How to Set up Multiple Monitors

26 Oct.,2023

 

The connectors on each monitor obviously need to correspond to ports on your source device, in this case your PC. If you’re on a notebook or laptop you’ll likely be limited to HDMI and maybe USB-C. As you may guess, portable PCs don’t make for very good multiple monitor hosts. They lack the ports and processing power. You really should be on a rather beefy desktop to consider multiple monitors. We advise getting at least a mid-range discrete graphics card. Even if your desktop’s motherboard has integrated graphics, the choice of ports may be limited or the iGPU (integrated graphics processing unit) won’t have the muscle to handle an expanded graphics load.

Modern graphics cards like the AMD 5700XT and NVIDIA RTX 2070 have three DisplayPort connectors and one HDMI as a minimum. That’s more than enough for a dual or triple screen setup. Whether or not one graphics card will be enough to power your applications depends on what you want to do. In any case the GPU needs to cope with more pixels, which can be extremely demanding if you want to run the latest games in ultra settings. The strain on a graphics card will be lower if you just want a bigger desktop for multitasking Word, Chrome, and Netflix, for example. That scenario should be fine.

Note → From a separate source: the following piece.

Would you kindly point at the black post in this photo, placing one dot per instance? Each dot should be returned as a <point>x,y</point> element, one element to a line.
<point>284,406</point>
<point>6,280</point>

For gaming on multiple displays you may want to consider dual graphics cards, as the “golden rule” generally does state one GPU per screen – that’s the guiding principle for game streaming services like Stadia and PS Now. Of course, using NVIDIA SLI or AMD CrossFire to link two graphics cards in one desktop PC comes with extra hardware costs and more setup. It may be advisable if you’re big on gaming, though.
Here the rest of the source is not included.